Santoy also agreed to use its reasonable commercial efforts to allow Travis to participate in any future flow-through financings of Santoy and Boss.
Santoy's management are extremely pleased with the resolution and advancement of this exciting project, and look forward to assisting Boss during the transition period. Ron Netolitzky, President of the Company, states that, "Santoy believes that Blizzard is one of the better pre-production stage uranium projects in Canada. This settlement allows us to unlock the value of Blizzard. We are eager to contribute to the process of realizing its potential." Mr. Beruschi stated, "The world is recognizing that the most important factor in our lives and the lives of our children is global warming. Nuclear energy is a clean and environmentally sound solution to the world's ever increasing demand for power. This settlement is an empowering first step towards our pulling together to do our part in satisfying this important need."
The settlements are subject to the parties obtaining all necessary shareholder and regulatory approvals.
The acquisition of the Blizzard Uranium deposit and additional properties by Boss and financing will likely constitute a reverse takeover of Boss in accordance with the policies of the TSX Venture Exchange.
Ron Nichols, P. Eng, Santoy's Vice-President of Exploration, is the qualified person, as defined by NI 43-101, who supervised the preparation of the information in this news release.
Santoy is advised by Boss that a Boss news release will be disseminated shortly once the terms of the proposed financing of Boss referred to above have been settled.
About Santoy Resources Ltd.
Santoy Resources Ltd. is a Canadian mining exploration company focused primarily on the energy sector. Emphasis is being placed on uranium projects in British Columbia, Saskatchewan, Manitoba, Central Mineral Belt of Labrador, the United States and Central America; and on coal and coal bed methane in Western Canada.

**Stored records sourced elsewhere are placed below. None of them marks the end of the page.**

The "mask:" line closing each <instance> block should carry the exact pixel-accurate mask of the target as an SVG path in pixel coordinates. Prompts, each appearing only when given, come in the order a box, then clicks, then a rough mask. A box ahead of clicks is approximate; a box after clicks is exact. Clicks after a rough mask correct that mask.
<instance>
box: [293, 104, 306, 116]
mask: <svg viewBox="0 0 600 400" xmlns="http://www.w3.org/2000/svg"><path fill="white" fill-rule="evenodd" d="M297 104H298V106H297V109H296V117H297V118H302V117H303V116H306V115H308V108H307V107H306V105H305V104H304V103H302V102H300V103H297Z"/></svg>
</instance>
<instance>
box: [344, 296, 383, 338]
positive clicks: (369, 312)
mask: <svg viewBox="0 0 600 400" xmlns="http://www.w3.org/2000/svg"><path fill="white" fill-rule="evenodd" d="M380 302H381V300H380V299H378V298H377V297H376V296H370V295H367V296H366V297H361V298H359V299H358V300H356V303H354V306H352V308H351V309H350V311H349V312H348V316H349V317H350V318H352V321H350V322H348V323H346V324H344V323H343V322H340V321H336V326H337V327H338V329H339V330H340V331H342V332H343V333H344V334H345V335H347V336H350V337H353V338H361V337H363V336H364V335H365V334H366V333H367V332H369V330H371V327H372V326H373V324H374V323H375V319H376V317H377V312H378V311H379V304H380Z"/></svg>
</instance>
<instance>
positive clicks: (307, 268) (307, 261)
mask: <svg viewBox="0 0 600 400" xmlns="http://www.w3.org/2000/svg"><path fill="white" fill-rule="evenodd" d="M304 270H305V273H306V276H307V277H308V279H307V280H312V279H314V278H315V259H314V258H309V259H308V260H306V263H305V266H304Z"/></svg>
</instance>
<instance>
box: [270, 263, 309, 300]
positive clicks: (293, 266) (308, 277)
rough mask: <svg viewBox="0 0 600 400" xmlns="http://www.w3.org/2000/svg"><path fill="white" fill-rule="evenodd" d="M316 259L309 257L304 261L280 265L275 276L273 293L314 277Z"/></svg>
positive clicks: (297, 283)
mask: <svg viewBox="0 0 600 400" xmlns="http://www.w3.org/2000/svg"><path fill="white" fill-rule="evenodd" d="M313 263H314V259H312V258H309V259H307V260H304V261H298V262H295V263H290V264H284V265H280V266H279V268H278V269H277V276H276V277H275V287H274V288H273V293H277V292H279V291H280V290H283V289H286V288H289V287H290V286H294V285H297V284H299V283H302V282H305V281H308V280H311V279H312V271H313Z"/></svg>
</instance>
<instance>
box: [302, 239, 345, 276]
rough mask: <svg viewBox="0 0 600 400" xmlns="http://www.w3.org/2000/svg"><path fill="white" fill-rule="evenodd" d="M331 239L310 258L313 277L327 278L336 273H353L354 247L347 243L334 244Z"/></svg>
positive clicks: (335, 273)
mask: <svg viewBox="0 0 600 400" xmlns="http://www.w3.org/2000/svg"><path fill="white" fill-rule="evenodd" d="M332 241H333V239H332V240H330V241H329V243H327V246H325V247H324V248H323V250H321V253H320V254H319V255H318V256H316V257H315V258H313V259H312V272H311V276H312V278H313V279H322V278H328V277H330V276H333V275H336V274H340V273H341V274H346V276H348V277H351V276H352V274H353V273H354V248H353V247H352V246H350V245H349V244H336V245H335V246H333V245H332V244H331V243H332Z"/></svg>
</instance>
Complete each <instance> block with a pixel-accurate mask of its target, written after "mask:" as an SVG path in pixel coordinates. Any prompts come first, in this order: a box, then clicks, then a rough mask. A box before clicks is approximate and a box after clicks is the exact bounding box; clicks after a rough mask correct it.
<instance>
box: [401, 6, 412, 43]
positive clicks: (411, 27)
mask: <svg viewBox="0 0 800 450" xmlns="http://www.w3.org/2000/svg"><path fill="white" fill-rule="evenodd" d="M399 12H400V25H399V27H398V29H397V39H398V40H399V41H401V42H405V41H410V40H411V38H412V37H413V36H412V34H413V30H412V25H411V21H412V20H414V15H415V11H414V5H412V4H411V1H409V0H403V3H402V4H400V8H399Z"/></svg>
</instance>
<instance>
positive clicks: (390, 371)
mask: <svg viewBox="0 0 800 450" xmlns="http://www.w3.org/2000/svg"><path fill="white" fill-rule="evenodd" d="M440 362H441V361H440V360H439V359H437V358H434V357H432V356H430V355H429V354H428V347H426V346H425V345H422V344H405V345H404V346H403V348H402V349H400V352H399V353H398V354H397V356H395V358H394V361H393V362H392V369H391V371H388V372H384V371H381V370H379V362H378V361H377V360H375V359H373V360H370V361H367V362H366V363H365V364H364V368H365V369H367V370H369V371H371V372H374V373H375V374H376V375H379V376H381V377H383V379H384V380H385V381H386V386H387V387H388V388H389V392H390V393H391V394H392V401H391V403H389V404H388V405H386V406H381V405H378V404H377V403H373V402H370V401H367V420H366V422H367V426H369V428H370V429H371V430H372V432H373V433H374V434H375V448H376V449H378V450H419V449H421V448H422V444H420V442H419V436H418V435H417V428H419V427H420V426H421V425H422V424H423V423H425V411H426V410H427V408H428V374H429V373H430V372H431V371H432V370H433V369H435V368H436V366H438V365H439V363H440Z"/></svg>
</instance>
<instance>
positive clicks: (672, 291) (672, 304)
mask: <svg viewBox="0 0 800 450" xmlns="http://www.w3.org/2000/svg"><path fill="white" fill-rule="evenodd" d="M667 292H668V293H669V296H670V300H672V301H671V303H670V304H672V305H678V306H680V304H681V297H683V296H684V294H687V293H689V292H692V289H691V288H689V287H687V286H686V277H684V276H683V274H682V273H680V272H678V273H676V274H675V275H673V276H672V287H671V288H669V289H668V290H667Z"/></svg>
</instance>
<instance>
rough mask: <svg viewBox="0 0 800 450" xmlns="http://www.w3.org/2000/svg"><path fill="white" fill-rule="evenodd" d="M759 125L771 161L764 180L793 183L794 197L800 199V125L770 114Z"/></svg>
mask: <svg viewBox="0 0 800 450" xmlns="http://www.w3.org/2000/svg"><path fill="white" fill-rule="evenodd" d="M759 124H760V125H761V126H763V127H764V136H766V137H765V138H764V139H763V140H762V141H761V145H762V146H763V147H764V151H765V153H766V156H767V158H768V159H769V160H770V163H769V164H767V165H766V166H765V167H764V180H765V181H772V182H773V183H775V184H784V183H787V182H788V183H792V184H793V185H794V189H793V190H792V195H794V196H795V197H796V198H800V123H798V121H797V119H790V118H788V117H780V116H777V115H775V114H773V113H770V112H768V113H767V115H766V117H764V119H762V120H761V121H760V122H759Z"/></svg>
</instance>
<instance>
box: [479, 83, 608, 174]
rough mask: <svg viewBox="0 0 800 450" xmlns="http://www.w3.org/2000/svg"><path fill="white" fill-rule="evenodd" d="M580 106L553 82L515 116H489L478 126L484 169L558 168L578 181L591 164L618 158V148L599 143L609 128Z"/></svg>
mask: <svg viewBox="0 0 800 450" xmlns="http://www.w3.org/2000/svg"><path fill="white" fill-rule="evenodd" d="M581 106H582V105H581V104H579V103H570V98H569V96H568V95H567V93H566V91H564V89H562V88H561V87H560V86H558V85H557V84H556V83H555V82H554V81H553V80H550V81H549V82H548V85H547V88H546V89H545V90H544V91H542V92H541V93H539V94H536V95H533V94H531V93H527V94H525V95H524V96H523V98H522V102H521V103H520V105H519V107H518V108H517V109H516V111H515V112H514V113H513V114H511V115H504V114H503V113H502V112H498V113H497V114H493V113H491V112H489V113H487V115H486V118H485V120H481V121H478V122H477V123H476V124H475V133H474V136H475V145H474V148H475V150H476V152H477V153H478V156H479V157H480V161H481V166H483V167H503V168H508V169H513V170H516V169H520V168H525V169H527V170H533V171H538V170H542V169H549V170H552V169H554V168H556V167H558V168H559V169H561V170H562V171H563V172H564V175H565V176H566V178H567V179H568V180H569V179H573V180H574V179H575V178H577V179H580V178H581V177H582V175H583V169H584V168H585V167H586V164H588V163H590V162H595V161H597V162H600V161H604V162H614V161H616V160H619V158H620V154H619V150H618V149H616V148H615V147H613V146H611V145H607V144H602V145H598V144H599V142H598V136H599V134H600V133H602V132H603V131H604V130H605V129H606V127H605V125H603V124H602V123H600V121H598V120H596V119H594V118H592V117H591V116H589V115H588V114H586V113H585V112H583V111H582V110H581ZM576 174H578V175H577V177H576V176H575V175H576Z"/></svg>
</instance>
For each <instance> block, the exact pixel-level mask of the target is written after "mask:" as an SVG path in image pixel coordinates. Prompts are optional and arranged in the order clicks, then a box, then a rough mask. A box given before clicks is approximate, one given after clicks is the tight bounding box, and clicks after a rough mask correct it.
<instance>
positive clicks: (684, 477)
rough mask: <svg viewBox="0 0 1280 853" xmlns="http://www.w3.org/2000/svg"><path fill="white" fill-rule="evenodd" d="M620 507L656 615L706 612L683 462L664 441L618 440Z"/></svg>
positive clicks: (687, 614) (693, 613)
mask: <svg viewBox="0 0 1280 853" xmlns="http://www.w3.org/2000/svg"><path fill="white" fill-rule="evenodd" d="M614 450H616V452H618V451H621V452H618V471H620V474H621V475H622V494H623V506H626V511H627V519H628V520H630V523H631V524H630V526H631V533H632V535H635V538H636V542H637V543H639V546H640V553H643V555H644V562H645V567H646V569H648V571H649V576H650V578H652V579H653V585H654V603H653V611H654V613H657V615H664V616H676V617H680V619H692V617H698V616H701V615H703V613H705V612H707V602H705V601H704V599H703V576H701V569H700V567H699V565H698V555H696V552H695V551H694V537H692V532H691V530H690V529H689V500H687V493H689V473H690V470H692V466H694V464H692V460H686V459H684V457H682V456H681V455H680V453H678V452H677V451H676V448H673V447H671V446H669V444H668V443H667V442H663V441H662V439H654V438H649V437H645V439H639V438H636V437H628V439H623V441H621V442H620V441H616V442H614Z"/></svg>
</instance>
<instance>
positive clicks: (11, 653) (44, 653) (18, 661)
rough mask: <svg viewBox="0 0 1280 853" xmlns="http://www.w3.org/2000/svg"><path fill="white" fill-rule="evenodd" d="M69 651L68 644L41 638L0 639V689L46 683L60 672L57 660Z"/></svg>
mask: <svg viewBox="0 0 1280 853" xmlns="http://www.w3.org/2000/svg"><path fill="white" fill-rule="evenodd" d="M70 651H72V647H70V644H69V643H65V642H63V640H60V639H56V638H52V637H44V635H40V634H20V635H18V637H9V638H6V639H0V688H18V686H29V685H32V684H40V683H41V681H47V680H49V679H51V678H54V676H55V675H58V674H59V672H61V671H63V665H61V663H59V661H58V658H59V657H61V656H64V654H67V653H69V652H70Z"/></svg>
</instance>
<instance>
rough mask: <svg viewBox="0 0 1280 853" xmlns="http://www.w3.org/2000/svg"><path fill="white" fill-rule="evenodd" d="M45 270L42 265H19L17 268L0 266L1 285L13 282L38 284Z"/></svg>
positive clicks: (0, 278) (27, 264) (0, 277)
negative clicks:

A description of our properties, including maps and photographs, can be viewed on the Company's website at www.santoy.ca.
On Behalf of the Board of Directors
SANTOY RESOURCES LTD.
Ron Netolitzky, President
Cautionary Statement on Forward-Looking Information
The statements made in this News Release may contain certain forward-looking statements. Actual events or results may differ from the Company's expectations. Certain risk factors may also affect the actual results achieved by the Company.
The TSX Venture Exchange has not reviewed and does not accept responsibility for the adequacy or accuracy of this news release.